読後感#6 アカマイ 知られざるインターネットの巨人

IT業界やインターネットに詳しい人であれば聞いたことであるだろう、アカマイという会社を、初めて知った。
本書でも述べられているが、インターネットとは、”ネットワークのネットワーク”という語源を持ち、個別のネットをつなげたものだ。そう、ネット間の情報通信によって、私たちは情報を得ている。その情報の通信方法は、現在TCP/IPというプロトコル(約束事)で決められて動いている。要点は、末端機器・端末がデータを保証する、という点だ。ネット間をつなぐルーターは、複雑な処理を行わず、決められた単純な作業を行う。データを通信するために高度な処理を行うのは、端末なのだ。私たちが良く知るMac BookやSurface Proといった端末は、高度化するとわかりやすい。データ処理の速さ、解像度といった高度化は進んでいく。しかし、データの通信ルールに関しては、TCP/IPといった決まった方式で単純作業を行う。現代のようにYoutubeやNetflixなどの映像通信も当たり前になり、データ通信量が大幅に増えてくると、処理する端末は優秀でも、通信で通る道路は大量のデータに耐えられない。1つのサーバーに集中すると、サーバーダウンなども起きる。アカマイという会社は、決められたプロトコルをうまく利用し、混雑を解消する。そう、通信の効率化・最適化を図っている。

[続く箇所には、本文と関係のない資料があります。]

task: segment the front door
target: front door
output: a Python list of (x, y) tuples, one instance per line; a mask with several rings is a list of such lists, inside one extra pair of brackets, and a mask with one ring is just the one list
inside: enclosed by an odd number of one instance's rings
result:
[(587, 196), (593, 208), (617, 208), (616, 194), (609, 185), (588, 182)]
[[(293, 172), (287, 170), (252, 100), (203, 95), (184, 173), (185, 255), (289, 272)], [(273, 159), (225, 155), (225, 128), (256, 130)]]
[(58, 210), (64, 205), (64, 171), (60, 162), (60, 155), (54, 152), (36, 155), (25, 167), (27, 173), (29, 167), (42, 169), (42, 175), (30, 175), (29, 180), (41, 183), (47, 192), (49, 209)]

ただインターネットを魔法のシステムと思い、中身を知らなければ彼らのビジネスや仕組みはわからない。そして本書の面白い点は、もう一つ、インターネットとお金の流れに注目していることだ。なぜアカマイが世界3分の1ものデータを通信できているか、それは通信の効率化・最適化によりお金の流れも制しているからだろう。多量の情報を扱わないASにとって、アカマイのサーバを入れることはメリットになる。その点を抑えているからこそ、蛇のようにしぶとくそして深く根をはっている。